CASE Recently POEM for Achalasia Type II was performed in KEMH. A 33-year-old

gentleman presented with classical symptoms of Dysphagia for solids and liquids, weight
loss of 5-6 Kg and reflux symptoms since past 1 year. On evaluation, UGI scopy showed dilated esophagus and tertiary contraction with resistance for passage of scope through GE junction. High Resolution Manometry showed raised Median IRP (26.6 mmHg) with absence of peristalsis and Pan-esophageal pressurization. PROCEDURE Important steps of this procedures are highlighted below with the help of images for easier understanding.

POST PROCEDURE OUTCOM

The total duration of procedure was under 75 mins. No immediate post procedure complication was noted. On POD-1, Gastrograffin swallow was performed which did not show any leak and dye could easily be passed in stomach, small bowel. He was started on diet with in 24 hours of procedure and discharged within 48 hours procedure. On follow up after 15 days (POD-17), patient is tolerating normal diet and started gaining some weight.

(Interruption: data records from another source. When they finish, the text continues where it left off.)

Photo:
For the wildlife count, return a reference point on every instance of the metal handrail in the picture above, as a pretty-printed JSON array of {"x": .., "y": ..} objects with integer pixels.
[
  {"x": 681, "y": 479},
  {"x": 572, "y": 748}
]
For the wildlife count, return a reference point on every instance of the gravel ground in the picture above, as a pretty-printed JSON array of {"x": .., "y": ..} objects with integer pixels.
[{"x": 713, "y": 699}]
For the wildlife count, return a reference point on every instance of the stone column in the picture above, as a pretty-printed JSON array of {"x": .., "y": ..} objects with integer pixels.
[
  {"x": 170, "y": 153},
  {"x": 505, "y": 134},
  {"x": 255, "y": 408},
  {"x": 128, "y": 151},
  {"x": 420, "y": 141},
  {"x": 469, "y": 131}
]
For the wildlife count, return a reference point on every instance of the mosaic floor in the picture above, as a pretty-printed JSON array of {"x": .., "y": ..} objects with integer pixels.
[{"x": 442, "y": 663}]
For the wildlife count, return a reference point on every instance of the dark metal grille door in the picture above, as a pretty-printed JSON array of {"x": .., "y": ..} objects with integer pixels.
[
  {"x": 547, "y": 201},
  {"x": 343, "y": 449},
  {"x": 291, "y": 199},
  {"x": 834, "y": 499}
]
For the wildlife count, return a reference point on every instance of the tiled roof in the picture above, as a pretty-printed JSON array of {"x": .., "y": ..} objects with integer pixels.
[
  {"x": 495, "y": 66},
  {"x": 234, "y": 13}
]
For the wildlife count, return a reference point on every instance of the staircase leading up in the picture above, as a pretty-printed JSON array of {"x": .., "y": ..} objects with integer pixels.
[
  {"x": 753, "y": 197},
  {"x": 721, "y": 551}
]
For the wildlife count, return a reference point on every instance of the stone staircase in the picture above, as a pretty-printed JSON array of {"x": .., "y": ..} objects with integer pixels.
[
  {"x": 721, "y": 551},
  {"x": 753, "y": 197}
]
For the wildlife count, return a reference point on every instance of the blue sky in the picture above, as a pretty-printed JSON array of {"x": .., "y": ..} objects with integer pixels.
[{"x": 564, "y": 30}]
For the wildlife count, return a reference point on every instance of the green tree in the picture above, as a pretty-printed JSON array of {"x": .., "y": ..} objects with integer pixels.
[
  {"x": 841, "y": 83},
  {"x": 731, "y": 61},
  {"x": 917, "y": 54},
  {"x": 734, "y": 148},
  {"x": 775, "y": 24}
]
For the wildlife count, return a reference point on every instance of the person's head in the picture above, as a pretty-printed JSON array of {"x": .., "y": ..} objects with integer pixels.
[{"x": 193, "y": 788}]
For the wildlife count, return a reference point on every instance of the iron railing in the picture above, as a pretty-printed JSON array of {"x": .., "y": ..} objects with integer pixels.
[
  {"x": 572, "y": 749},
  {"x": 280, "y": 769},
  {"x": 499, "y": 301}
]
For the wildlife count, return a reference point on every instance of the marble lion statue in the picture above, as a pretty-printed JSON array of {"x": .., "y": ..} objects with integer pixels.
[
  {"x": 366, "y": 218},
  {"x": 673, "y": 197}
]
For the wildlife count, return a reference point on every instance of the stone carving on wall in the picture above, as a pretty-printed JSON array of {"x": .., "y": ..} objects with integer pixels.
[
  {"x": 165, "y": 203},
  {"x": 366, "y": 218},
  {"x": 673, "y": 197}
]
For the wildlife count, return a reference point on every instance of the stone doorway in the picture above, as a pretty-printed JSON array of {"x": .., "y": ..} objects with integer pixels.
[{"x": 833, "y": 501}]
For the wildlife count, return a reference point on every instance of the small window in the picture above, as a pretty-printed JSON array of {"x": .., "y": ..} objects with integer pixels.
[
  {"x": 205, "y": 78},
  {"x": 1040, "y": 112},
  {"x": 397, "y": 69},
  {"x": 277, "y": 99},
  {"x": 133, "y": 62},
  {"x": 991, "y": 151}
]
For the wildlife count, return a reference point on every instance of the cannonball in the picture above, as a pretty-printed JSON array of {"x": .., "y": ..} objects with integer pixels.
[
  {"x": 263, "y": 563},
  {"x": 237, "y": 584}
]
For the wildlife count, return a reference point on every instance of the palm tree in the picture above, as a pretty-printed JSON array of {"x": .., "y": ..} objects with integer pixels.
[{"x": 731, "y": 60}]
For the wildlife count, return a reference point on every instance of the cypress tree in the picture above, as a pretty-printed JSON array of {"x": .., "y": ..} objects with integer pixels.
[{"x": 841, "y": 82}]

WHATS DATA ON EFFICACY OF POEM

Latest data by North et al in 2023 compared POEM vs Hellers vs Pneumatic Dilatation. The conclusion was, POEM has improved efficacy compared to PD and Hellers myotomy with similar cost-effectiveness. POEM results showed comparable patient outcomes with laparoscopic myotomy. Overall, POEM is a feasible first-line treatment for achalasia.

TREATMENT OPTIONS FOR OTHER MAJOR MOTILITY DISORDERS

1. Psuoachalasia- underlying cause such as malignancy, lymphoma should be managed.
2. Distal Esophageal Spasm- POEM
3. Hypercontractile esophagus/ Jack Hammer esophagus- CCB, Nitrate Trial or POEM
4. Absent peristalsis- No established data, may be managed with PPI/ Pro-kinetics

CONCLUSION

POEM have been recent effective answer for questions thrown by most of the motility disorders. Different types of POEM’s are being performed according to underlying aetiology such as Achalasia, Gastroparesis, Zenkers and Esophageal diverticulum.
So, to briefly summarise-“The swansong of POEM has just begun and long it may sing.”